The London Mayor has entered the debate about the value of flexible working, supporting the case for more family-friendly employment practices.
On Monday, the CBI raised concerns about the possible impact of extending the right to request family-friendly hours to workers with other caring responsibilities. It said that, although such a move would placate the unions, it would create unnecessary red tape for employers.
The view was criticised by the TUC and the Chartered Institute of Personnel and Development (CIPD), which said flexible working improves employee motivation and retention levels.
Ken Livingstone said that the critical issue was the loss to the economy as a result of workers, particularly women, being forced out of work or into jobs that do not use their skills just to get the flexibility they needed.
“Research for the Greater London Authority has shown that if the proportion of women in part-time work in London was the same as the national average London’s economic output would be £1.4bn greater every year. That is a loss to the economy that London businesses cannot afford to ignore,” he said.
“Family-friendly employment provides the flexible and part-time work to allow women to stay in work and is the way of the future.
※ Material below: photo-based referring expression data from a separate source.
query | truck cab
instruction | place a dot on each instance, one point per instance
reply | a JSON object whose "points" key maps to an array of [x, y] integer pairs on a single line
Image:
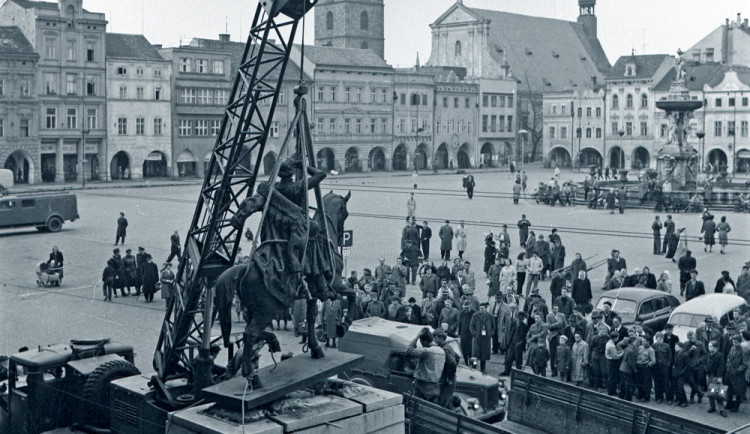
{"points": [[388, 366]]}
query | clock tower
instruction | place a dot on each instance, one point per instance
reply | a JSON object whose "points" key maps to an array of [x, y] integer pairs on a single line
{"points": [[351, 24]]}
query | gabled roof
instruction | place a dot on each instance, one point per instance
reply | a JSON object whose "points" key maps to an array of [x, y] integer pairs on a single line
{"points": [[125, 46], [548, 53], [696, 76], [27, 4], [645, 65], [13, 42], [237, 49], [353, 57]]}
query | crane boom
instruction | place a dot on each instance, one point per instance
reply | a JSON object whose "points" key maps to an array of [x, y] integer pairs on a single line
{"points": [[211, 242]]}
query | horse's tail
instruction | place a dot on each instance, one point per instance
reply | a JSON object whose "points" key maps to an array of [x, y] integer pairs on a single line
{"points": [[225, 289]]}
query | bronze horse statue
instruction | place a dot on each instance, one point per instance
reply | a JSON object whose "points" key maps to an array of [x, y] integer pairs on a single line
{"points": [[266, 285]]}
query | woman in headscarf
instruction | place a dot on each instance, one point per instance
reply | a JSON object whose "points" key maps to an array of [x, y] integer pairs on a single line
{"points": [[665, 282]]}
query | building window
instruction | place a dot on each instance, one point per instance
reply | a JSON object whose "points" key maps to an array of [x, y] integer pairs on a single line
{"points": [[91, 122], [185, 128], [201, 128], [204, 96], [71, 50], [70, 84], [329, 20], [50, 46], [222, 96], [72, 118], [90, 50], [51, 118], [91, 86], [122, 126], [187, 96], [24, 127], [50, 82]]}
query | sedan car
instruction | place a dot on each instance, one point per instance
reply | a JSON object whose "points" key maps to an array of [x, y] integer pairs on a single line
{"points": [[649, 305]]}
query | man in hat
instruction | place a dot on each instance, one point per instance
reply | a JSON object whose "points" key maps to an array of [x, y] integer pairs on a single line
{"points": [[523, 230], [131, 276], [429, 368], [694, 287], [447, 382], [482, 327], [464, 329], [446, 240], [149, 278], [122, 223]]}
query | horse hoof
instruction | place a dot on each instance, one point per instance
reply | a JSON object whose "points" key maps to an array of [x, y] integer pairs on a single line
{"points": [[317, 353]]}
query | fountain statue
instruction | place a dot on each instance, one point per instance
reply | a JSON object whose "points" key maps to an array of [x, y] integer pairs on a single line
{"points": [[677, 160]]}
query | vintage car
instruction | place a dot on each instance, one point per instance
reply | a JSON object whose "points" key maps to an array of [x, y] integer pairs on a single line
{"points": [[689, 315], [649, 305], [387, 366], [45, 210]]}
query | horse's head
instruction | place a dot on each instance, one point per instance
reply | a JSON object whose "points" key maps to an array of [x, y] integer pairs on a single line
{"points": [[336, 213]]}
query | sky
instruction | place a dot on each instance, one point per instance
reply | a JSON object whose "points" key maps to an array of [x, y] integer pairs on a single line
{"points": [[646, 26]]}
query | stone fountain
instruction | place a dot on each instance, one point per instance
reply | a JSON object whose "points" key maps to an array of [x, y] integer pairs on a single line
{"points": [[677, 160]]}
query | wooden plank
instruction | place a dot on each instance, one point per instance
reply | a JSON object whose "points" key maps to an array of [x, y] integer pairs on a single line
{"points": [[290, 375], [371, 398], [193, 420], [384, 421], [315, 410]]}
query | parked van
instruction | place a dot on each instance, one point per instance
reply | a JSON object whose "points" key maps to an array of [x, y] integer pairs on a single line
{"points": [[45, 210]]}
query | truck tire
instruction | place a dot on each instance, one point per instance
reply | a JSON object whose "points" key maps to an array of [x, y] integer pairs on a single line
{"points": [[54, 224], [96, 390]]}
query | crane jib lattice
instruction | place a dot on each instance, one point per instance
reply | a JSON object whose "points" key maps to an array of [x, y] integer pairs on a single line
{"points": [[211, 243]]}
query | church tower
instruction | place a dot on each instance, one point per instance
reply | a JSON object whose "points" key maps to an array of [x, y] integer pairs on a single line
{"points": [[351, 24], [586, 17]]}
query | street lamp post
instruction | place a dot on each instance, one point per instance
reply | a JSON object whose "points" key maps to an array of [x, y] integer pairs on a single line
{"points": [[82, 153], [701, 134]]}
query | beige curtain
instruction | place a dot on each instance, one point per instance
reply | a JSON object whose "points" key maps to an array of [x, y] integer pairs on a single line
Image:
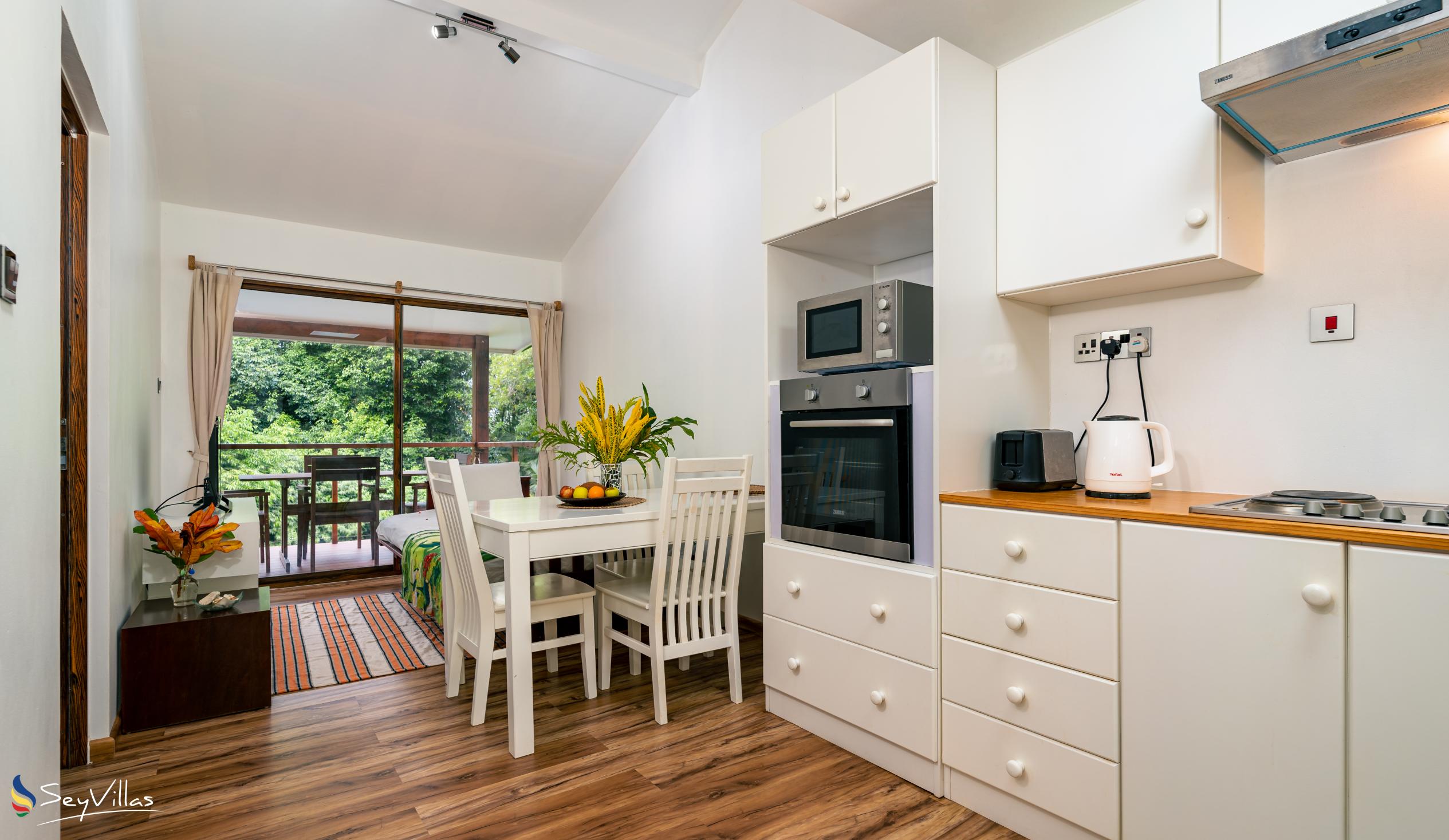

This is not about placating unions or anyone else, it’s about what is right for employees is also right for business.”
Consultancy Croner said flexible working should be considered on a case-by-case basis.
“In our view the CBI and CIPD are sending out rather confusing messages that the pros and cons of flexible working are black-and-white, when in fact they should be considered in relation to the strategic goals of the individual business,” said Richard Smith, HR consultant at Croner.
“A few isolated cases of flexible working could be disruptive, which is likely to be the case in the CBI’s findings, but a root and branch examination of what working hours are required and how they can most effectively be supplied could result in commercial benefits.”